Funders for Montana Children is proud to highlight private sector innovations in setting new standards for Early Childhood care.
“Infants and toddlers come to work with their parents each day learning, exploring, napping in a dedicated wing on the Zoot campus. We want to improve the lives and work of our parent employees and for our efforts to provide early care solutions to be contagious.”
– Rebekah Nelson
This leader in the financial tech industry brought their visionary spirit to the early childhood care sector, forming an in-house option for daycare. Zoot recognized that parents were forced to take time off work in the early years of their children’s lives, due to the high cost, lack of access, and inconvenience of early childhood care, and formed ZALA; the Zoot Adventure Learning Academy, for children ages 3 months to 6 years.
By giving their workers a dedicated, quality childcare center as part of the company campus, Zoot made an investment in their employees which has been recognized as admirable, effective, and even revolutionary by the Bozeman community at large.
Learn more here: https://www.zootadventurelearningacademy.com/
Zoot Enterprises, a software company in Bozeman, Montana, is pioneering in-house care for their employees’ children. ZALA, the Zoot Adventure Learning Academy, is the brainchild of Rebekah Nelson, Zoot’s Director of Employee Benefits Outreach and the wife of CEO Chris Nelson. A few dozen infants and pre-kindergartners come to work with their parents each day, and spend office hours learning, exploring, napping, and more within the multi-acre Zoot campus and dedicated daycare wing.
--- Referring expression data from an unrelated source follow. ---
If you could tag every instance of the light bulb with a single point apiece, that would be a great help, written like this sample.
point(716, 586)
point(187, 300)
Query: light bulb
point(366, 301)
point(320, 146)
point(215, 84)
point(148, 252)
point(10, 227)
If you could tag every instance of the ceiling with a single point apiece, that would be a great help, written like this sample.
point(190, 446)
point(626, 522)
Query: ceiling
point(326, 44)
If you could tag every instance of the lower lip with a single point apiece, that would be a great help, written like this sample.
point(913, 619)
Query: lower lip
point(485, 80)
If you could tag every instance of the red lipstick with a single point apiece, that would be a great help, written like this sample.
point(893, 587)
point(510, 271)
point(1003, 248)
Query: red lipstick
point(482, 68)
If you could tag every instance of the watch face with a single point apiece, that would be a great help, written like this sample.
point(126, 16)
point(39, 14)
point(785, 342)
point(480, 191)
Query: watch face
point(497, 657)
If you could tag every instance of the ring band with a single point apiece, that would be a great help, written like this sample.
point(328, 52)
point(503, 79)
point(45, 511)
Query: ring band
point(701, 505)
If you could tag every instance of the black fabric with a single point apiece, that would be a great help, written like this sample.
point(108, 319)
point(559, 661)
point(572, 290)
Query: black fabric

Rebekah Nelson answered a few questions about her work and vision.
Interview with Rebekah Nelson
Q: What motivated Zoot to begin this project?
A: Zoot has always been intentional about taking care of our employees – of our people. We’ve got a cafeteria, a gym, a dog-friendly environment… But in terms of childcare, something was missing. We wanted to keep our employees throughout their journey as parents, and providing quality, in-house early childhood care, filling that gap between birth and the start of kindergarten, was our way to show we cared. We did this because it was the right thing to do. For mothers and fathers to be able to visit with their young child during the day, it supports the parent-child relationship, allows them to better enjoy their work, and provides a sense of peace.
Quality early childhood care is expensive, and difficult to secure. Through ZALA, we’re hoping to save our employees the stress, hassle, and cost of the average daycare center, and improve their lives and work.
Q: What have been the responses of your employees? Of the community.
A: Our employees have been deeply appreciative of the flexibility ZALA has given their schedules as parents. Especially nursing moms, who can walk over to the daycare center for 15 minutes to nurse, and then pop back into a meeting, rather than driving miles to try to nurse during their lunch hour. ZALA also offers daycare for school-aged children on the occasional weekdays when the Bozeman public schools are closed, meaning working parents no longer have to take those days off work, or arrange daytime babysitters. All of this supports our employees, takes care of them. The need for childcare is personal, and we believe people deserve compassionate, personalized childcare support in the workplace.
The community response has been hugely positive–people love the concept, and the daycare itself. There are many people who ask to send their children here, even though they’re not Zoot employees; but for now, ZALA is not available for the general public.
Q: What do services like these mean for working mothers?
A: I took ten years off work to take care of my own children, and then what could I put on my resume? It’s so important for women, in particular, to return to — and to retain — their executive positions. We’re providing the means for them to raise a child while continuing to pursue their career.
We’ve received a lot of organizational support from Patagonia; they pioneered a similar program 36 years ago, which has fostered a 100% return rate for their female employees. It’s not about forcing people to be in the workforce, but it’s about giving them the option to do so.
Q: Do you find an altruistic investment like high-quality, on-site childcare has an impact on the company’s bottom line, for better or for worse?
A: Business-wise, ZALA isn’t highly profitable. Zoot covers our operational costs. But there are significant benefits for Zoot, including gender equality in executive positions and better employee retention. In addition, we offer competitive salaries for our teachers and care providers, so we’re attracting talent in the field.
Q: Do you have advice for other businesses looking to get involved in early childcare?
A: We’ve hit a lot of roadblocks. But the best thing to remember is you’re working toward something good, something important. Push through that red tape. Work with passionate people– it’s passion that will make a project like this successful. And understand that it might cost you, at first; it’s an investment in your employees, an altruistic concept. You’re doing this because you care about your employees, about your people.
That said, the state’s current red tape makes this complicated. The more well-established businesses on board, who are willing to partner with the state and on another, the more we can all accomplish.